Ülkemizde gerilimsiz bir gün geçirmek mümkün değil gibi. Ne zaman , “şükür bu gerginlik de bitti, biraz rahat edeceğiz” diye düşünsek, ertesi sabaha yeni bir gerginlikle uyanıyoruz.
Sanki Türkiye’de özel gerginlik gündemi oluşturmak için görevlendirilmiş kişiler var. Anlamak mümkün değil. Şöyle bir geriye dönüp, hafızamızı zorladığımızda gerginliklerin sağ-sol, alevi-sünni, Türk-Kürt, laik-antilaik çatışmalarından kaynaklandığını görürüz. Şükür, SSCB’nin yıkılmasından buyana sağ-sol çatışmaları artık yok. Alevi-sünni çatışmaları ise dönemsel bazda süreklilik arz eden modası geçmeyen çatışma gündemlerimizden. Gerginlik Üretme Mühendisleri yeni bir gerginlik nedeni bulamadıklarında bu joker gerginlik gündemi hemen devreye sokarlar. Gerginlikten uzak günümüz olmasın diye...

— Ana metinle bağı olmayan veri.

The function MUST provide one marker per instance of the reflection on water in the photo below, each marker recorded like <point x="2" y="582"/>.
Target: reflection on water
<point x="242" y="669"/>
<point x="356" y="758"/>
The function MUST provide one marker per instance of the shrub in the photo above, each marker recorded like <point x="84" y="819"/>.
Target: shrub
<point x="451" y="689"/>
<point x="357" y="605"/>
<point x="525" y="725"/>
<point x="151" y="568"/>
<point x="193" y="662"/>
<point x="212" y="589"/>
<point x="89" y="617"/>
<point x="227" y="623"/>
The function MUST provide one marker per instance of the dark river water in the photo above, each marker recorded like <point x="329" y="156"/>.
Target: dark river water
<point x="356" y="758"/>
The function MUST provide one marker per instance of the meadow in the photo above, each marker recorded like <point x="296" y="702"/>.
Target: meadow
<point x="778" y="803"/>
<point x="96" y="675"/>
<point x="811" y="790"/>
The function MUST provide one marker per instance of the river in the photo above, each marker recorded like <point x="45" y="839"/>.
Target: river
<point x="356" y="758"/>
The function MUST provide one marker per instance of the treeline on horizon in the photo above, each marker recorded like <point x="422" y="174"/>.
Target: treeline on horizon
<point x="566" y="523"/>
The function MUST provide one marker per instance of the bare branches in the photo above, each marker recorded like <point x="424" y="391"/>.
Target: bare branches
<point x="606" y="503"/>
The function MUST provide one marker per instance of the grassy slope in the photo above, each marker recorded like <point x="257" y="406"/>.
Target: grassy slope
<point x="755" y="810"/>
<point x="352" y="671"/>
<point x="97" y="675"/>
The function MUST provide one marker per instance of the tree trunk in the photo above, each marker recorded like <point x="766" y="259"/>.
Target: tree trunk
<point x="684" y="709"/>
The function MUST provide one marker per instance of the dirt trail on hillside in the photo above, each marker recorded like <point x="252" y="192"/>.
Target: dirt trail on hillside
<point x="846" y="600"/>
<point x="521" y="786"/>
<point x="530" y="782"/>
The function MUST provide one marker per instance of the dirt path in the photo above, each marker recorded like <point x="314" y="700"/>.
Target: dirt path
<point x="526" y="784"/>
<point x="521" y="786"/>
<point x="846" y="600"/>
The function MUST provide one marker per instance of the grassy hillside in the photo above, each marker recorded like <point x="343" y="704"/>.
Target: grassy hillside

Türk-Kürt çatışması ise son 30 yılın en gedikli gerilim gündemlerinden sayılır. Her iki kesimde dışarıdan körüklenen bu tehlikeli gerginlik ateşine atlamadan edemez. Sonuçta olan her iki kesime de olur. Her iki kesimde aynı ateşte yanar durur.
Laik-antilaik çatışmaları ise entellektüellerin çatışma gündemi. Kendilerine göre az önce bahsettiğimiz çatışma gündemlerini seviyesiz bulan bu kesim ise, daha üst perdeden kılıç sallar. Saatler süren kavgalı tartışma programları halkı uykusundan ederken, köşe yazarları sütunlarını sık sık bu gündemle süslerler. Zavallı halk ne yıllar boyu izlediği televizyon programlarından bir şey anlar, ne de okuduğu köşe yazılarından. Bu kadar büyük kavgalara yol açan laikliği, sokağa çıkıp sorsan, kimse ne olduğunu bilmez. Halk bilmemekle haklıdır, çünkü tartışmanın kalemşörleri de ortak tanım noktasında henüz bir konsensüs sağlayabilmiş değiller maalesef.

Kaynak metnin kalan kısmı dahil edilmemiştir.